Thanks, NCC320. As you can see, the position of the cutout for the motor is slightly off center, so the motor is necessarily mounted a bit off center.

https://picasaweb.google.com/gkoski...anAndStephensSailmaster22#5339787829281887074

https://picasaweb.google.com/gkoski...anAndStephensSailmaster22#5358507252596697266

https://picasaweb.google.com/gkoski...anAndStephensSailmaster22#5358507247976402370

AS you suggest, this does likely cause the 'supplemental rudder effect, both by sticking the shaft down into the water and by disrupting the laminar flow over the rudder, especially at low boat speed in light air (when it is most noticable).

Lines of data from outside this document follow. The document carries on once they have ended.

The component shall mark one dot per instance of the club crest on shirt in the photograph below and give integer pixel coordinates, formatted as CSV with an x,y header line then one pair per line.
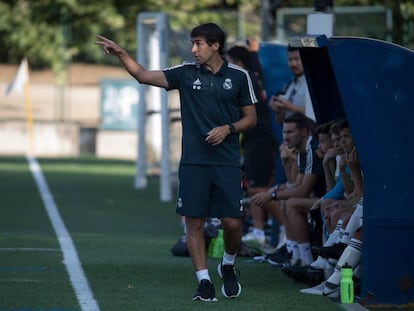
x,y
227,85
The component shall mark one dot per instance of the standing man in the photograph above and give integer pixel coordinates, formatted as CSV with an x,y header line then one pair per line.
x,y
217,102
295,95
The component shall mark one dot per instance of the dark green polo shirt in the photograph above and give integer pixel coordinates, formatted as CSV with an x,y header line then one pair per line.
x,y
208,100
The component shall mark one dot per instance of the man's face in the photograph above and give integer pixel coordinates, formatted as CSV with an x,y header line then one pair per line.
x,y
295,63
202,51
346,140
292,136
336,140
325,143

As I listen to my 'advisers' here, I'm inclined to see if I can mount th motor any closer to the centerline, possible change the prop, and perhaps most importantly, go out a practice, practice and practice some more on backing the boat. Obviously she does better with some way on. Besides, mostly I just sail in and out of the slip anyway, but I am most concerned about heading into strange harbors and anchorages under power where the maneuverability may be limited. Chicken, I guess...


----------



## dabnis (Jul 29, 2007)

George,
Got your PM, you are welcome. From looking at the pictures
I doubt that the amount of offset would cause any noticeable effect if in neutral. I don't think an outboard gearbox will be harmed by
letting the prop spin, no pumps or anything and running in a 
constant oil supply? Super restoration job, massive amount of work!!

Congratulations, Dabnis


----------



## mitiempo (Sep 19, 2008)

Other than it being a bit off center, which may or may nor make a bog difference, I would leave it as it is. Previous posters are right, why spoil the boat's good looks with an outboard hanging off the transom?

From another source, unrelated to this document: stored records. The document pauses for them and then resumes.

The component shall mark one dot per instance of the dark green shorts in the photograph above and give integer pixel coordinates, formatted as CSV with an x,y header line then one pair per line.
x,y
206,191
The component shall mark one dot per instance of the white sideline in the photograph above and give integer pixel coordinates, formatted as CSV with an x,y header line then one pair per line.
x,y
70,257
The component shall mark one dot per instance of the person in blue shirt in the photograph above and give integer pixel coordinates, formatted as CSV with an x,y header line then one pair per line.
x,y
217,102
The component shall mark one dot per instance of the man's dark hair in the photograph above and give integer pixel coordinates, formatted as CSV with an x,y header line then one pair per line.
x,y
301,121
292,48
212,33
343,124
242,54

As far as reverse, nobody is real pleased with the performance of their boat in reverse. Whether they have a fin keel and separate rudder or a full keel it is still problematic. I live aboard at a hotel/marina and we get to see a real mix here when the warmer weather comes. Everything from the powerboat with twin engines and a bow thruster that has problems to the sailboat owner that has difficulty backing up predictably. From my experience (8 boats over a 40 year period) and what I have seen others do either successfully or otherwise I suggest this.

Practice backing up away from the docks, at low speed and with more throttle. Find out what your boat will do in reverse. Many owners are throttle shy and you can't expect the rudder to have much effect until the boat is moving enough to give good water flow over the rudder. Many long keel boats will only back up pulling to one side or the other. This is common to many boats of all sizes. Probally more common on long keel boats like yours, Alberg 30's and the like. If reversing is predictable, pulling the stern in one direction consistently, use it to your advantage. In circumstances where the pull is the wrong way, reverse and kick the stern around by moving forward with authority and repeating it if necessary. Remember this is a common problem, the design treatise of most boats is to move forward. not back.

Last year I was doing some electrical work on a 42' commercial troller. Very heavy boat, long keel, single engine and a very large prop. He moved the boat to another slip in the marina and it was a treat to watch him use the boat's characteristics to his advantage. There wasn't much room to work with. He reversed with a lot of throttle until his speed was up a bit, put it in neutral and watched the stern. When he was running out of room astern he turned the wheel and with about 1/2 throttle moved the bow where he wanted it and then repeated this until he was where he wanted to be. Many would have not used enough throttle and been all over the place. It helped that he is a Coast Pilot, has his Masters ticket and about 30+ years experience, a lot of it in tugs. But he never fought what the boat wanted to do, just used it to his advantage. Probably felt like a toy after the freighters and tankers he works with daily. But it was neat to watch.


----------



## Wallilabu (Jan 29, 2009)

Still no comments on the Mayer Motor Mount design that started this thread...going once....going twice....last chance!

The Mayers Motor Mount, Sailing, Outboard Motor Management System


----------



## mitiempo (Sep 19, 2008)

I can't imagine that structure on the stern of such a pretty boat.


----------



## Wallilabu (Jan 29, 2009)

Thanks, mitiempo...that seems to be the emerging consensus...greg


----------



## lickingcardboard (Oct 21, 2010)

Wallilabu said:


> Still no comments on the Mayer Motor Mount design that started this thread...going once....going twice....last chance!
> 
> The Mayers Motor Mount, Sailing, Outboard Motor Management System


that mount uke

it just don't look right, and on that boat, the boat wont look right.


----------



## dabnis (Jul 29, 2007)

Two issues, I think:
1. Should you put one on the transom at all?
2. If so, which mount?

Question #1 has already been answered.
Suggest you enjoy the boat as designed.

Dabnis


----------